Peltz is the billionaire CEO and a founding partner of Trian Fund Management, an activist hedge fund. Unilever confirmed Tuesday that Trian has also taken a minority stake in the company.
According to British media reports, he began building up shares in Unilever earlier this year after the consumer giant’s botched attempt to purchase GlaxoSmithKline’s Consumer Health business, a move that irked shareholders, tarnished the image of CEO Alan Jope and saw Unilever’s share price collapse.
Although Unilever, parent of brands including Dove, Vaseline and Magnum, and Trian never actually confirmed that Peltz had become a shareholder, the markets were aware, and hoping that he’d join the board, as he did with Procter & Gamble a few years ago.
At one point, Unilever’s share price spiked 6 percent on reports that Trian had taken a stake in the company.
Peltz, who actively works with executives to help turn companies around, has also served on the boards of food and beverage conglomerates H.J. Heinz Company and Mondelēz International.
Unilever chair Nils Andersen said the company has held “extensive and constructive discussions” with Peltz and the Trian team, and believes that “Nelson’s experience in the global consumer goods industry will be of value to Unilever as we continue to drive the performance of our business. We look forward to working closely together to create long term sustainable value for our shareholders and wider stakeholders.”
Peltz, whose appointment is effective from July 20, said he was “delighted” to be joining the Board of Unilever.
“We believe it is a company with significant potential through leveraging its portfolio of strong consumer brands and its geographical footprint. Trian has made a considerable investment in Unilever. We look forward to working collaboratively with management and the board to help drive Unilever’s strategy, operations, sustainability, and shareholder value for the benefit of all stakeholders.”
On Tuesday, Trian said it manages funds that hold interests in approximately 37.4 million ordinary shares of Unilever, constituting approximately 1.5 percent of Unilever’s share capital.
James Edwardes Jones of RBC Europe said in a flash statement following the announcement that the news was positive for Unilever.
“We hope Peltz can stimulate positive changes to culture, remuneration and organizational structure like he did at P&G. If not that, at least the presence of an activist investor can drive collaboration amongst Unilever’s other shareholders and raise Unilever’s profile in the media to increase accountability of ongoing changes.”
Edwardes Jones added that at P&G, Peltz “stimulated changes to culture, remuneration and organizational structure.

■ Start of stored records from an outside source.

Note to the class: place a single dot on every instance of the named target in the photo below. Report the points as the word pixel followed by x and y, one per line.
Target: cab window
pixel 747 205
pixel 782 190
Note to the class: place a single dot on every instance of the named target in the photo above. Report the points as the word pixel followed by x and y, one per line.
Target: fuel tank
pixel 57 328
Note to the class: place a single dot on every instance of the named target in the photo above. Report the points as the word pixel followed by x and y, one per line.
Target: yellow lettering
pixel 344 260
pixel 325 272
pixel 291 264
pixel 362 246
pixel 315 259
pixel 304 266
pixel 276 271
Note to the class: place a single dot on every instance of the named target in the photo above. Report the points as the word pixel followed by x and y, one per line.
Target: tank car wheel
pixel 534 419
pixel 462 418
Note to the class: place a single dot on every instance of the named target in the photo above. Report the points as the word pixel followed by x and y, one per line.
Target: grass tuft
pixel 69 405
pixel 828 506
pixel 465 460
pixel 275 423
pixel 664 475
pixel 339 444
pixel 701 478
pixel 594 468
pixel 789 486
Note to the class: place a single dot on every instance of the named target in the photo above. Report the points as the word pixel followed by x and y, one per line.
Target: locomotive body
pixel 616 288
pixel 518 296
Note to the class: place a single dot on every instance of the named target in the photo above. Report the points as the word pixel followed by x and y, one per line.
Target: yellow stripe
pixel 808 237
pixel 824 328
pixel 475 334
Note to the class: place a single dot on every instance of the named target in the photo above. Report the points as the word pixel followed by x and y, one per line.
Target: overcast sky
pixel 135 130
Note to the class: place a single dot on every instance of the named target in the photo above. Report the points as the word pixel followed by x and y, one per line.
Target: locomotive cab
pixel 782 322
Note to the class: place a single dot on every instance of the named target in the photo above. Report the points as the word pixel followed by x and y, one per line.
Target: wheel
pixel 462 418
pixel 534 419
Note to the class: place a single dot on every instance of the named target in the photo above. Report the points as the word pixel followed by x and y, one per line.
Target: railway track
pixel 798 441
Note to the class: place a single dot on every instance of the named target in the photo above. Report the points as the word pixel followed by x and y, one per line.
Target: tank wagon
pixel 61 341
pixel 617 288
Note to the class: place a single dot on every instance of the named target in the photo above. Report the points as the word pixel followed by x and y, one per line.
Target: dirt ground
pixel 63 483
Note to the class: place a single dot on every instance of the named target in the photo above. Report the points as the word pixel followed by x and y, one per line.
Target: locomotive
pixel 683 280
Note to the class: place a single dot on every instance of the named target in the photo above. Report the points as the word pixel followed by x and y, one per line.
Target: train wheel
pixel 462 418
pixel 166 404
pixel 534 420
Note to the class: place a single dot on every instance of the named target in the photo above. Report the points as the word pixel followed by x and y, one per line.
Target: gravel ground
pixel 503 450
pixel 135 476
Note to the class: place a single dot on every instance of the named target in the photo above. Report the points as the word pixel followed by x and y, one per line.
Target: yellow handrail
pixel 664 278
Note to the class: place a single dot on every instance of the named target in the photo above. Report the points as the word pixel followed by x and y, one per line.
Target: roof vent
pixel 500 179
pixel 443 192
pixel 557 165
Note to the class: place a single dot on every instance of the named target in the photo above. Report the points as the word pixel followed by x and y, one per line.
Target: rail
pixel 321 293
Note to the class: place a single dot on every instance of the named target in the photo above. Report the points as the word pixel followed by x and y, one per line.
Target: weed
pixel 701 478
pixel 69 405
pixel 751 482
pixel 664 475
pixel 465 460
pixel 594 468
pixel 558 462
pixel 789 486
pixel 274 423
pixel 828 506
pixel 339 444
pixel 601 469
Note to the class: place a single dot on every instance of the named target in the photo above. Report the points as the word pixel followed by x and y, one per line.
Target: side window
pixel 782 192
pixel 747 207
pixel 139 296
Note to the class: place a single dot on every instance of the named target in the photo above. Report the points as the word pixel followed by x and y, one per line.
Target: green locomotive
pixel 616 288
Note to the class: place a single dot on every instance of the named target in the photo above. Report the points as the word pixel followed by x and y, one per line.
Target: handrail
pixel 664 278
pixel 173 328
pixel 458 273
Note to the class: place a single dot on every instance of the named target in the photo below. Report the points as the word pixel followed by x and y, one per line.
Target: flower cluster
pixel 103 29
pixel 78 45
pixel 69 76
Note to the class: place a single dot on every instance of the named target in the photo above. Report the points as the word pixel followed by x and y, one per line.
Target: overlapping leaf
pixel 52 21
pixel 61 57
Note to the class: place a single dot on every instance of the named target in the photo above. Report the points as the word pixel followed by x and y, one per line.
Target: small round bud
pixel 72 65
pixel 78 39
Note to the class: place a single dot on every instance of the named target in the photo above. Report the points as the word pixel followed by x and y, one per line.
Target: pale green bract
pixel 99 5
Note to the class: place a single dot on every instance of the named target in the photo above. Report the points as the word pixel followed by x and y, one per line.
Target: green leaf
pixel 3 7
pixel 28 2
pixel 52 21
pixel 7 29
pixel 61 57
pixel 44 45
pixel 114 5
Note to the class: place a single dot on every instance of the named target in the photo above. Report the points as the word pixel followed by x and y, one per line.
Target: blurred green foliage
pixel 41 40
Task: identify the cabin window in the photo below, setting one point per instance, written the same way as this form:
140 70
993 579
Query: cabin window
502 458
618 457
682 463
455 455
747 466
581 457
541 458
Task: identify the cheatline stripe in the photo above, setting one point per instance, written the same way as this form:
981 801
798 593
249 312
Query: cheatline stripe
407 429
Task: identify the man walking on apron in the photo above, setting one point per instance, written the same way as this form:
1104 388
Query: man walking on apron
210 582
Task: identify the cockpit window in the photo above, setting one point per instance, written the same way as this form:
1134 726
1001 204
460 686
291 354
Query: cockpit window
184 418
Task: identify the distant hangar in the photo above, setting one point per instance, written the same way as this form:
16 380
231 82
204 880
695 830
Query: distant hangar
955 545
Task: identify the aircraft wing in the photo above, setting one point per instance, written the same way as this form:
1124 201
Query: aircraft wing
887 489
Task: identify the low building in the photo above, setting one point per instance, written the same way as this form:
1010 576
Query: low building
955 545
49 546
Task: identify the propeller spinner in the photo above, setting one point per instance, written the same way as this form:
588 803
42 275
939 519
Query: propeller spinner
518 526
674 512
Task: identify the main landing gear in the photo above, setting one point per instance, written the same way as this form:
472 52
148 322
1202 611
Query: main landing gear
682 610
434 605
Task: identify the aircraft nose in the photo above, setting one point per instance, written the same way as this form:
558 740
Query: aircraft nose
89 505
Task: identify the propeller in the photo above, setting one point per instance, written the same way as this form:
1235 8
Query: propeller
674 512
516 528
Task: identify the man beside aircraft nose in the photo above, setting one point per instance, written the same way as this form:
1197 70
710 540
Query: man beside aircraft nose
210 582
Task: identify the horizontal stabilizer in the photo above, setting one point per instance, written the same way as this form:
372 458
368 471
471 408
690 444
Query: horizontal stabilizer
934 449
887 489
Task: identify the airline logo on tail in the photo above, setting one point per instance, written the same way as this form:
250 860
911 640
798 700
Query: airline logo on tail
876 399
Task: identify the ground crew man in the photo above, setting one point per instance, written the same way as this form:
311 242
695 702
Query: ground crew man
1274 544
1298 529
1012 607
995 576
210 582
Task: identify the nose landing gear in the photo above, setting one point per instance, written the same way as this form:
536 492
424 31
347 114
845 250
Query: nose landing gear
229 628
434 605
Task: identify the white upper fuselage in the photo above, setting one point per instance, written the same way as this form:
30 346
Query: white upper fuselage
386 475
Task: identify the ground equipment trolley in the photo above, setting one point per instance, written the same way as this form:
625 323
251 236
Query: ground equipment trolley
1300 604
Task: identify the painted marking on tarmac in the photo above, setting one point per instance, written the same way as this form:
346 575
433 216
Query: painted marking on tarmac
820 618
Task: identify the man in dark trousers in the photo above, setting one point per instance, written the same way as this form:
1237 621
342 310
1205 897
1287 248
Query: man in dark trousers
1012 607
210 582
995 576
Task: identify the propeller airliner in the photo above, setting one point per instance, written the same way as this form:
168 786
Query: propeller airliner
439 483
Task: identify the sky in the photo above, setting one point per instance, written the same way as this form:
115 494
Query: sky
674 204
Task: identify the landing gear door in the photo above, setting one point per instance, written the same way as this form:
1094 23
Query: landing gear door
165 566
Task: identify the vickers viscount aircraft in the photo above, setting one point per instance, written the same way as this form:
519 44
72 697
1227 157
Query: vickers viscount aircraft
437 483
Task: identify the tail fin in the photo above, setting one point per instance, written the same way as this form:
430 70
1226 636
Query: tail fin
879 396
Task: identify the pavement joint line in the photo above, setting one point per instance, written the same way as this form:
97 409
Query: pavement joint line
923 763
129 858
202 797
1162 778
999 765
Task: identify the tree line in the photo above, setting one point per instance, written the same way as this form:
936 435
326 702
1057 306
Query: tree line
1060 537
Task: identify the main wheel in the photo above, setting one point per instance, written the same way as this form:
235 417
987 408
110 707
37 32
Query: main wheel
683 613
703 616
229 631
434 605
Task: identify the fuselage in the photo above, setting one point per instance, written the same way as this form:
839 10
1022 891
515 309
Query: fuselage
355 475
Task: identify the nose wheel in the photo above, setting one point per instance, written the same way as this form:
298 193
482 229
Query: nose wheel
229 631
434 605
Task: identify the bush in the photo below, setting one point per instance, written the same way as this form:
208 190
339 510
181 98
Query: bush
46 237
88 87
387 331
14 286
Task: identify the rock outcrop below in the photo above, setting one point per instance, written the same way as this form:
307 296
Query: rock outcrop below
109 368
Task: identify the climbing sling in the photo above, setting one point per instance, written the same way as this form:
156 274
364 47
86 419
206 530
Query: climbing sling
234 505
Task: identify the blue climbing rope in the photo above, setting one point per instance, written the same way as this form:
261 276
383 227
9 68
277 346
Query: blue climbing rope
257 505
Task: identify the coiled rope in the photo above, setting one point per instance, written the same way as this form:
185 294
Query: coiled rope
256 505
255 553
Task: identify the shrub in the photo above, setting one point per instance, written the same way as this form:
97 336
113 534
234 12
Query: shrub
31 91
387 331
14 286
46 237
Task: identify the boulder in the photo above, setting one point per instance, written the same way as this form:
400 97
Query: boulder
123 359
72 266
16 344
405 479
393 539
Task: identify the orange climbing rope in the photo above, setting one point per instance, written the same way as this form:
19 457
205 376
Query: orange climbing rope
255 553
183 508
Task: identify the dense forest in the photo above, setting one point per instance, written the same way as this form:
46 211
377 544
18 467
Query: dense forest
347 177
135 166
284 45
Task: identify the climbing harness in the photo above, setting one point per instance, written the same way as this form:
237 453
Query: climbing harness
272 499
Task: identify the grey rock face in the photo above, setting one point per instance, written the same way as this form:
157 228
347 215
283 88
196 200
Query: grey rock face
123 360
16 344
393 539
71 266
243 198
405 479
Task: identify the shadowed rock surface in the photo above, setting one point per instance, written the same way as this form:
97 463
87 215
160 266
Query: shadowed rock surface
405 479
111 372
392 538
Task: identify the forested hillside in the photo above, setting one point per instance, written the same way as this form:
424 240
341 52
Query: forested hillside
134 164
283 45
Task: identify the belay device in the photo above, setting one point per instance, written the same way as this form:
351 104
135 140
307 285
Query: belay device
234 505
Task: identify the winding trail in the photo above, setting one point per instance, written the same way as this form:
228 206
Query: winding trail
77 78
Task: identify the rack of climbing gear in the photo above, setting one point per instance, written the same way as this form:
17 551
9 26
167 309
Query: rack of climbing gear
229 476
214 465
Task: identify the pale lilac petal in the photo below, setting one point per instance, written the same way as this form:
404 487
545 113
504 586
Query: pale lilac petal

Although he isn’t completely responsible for the much-improved company P&G is today, he was a factor. We hope his presence can motivate similar changes at Unilever as well as drive cross-investor engagement. It should also raise the media profile of Unilever’s ongoing changes and drive accountability.”
Peltz served on the board of Procter & Gamble from 2018 until August 2021, working alongside the CEO and management, ultimately improving the conglomerate’s fortunes.
The British media reported earlier this year that Peltz and his team could easily take a similar approach at Unilever.
In February, Jefferies said that Trian’s investment in Unilever was likely to be “materially positive” for the Unilever shares as the fund has proven over time to be “notably well-informed analysts of their portfolio companies and ‘constructivist’ in approach.”
The bank speculated that Trian would likely push Unilever to make some quick brand disposals in the slow-growing foods business, or split the food and personal care divisions altogether, via a sale or a spin-off.
Both moves — not to mention having an activist investor breathing down management’s back — would pile even more pressure on Jope, who was ultimately responsible for the fumbled GSK bid.
Peltz is also the new father-in-law of Brooklyn Beckham.
His daughter Nicola, an actress and director, married Beckham earlier this year at the family’s Montserrel family estate in Palm Beach, Fla., with festivities, celebrity performances and a star-studded guest list. Nelson Peltz asked guests to make donations to Ukraine in lieu of wedding gifts.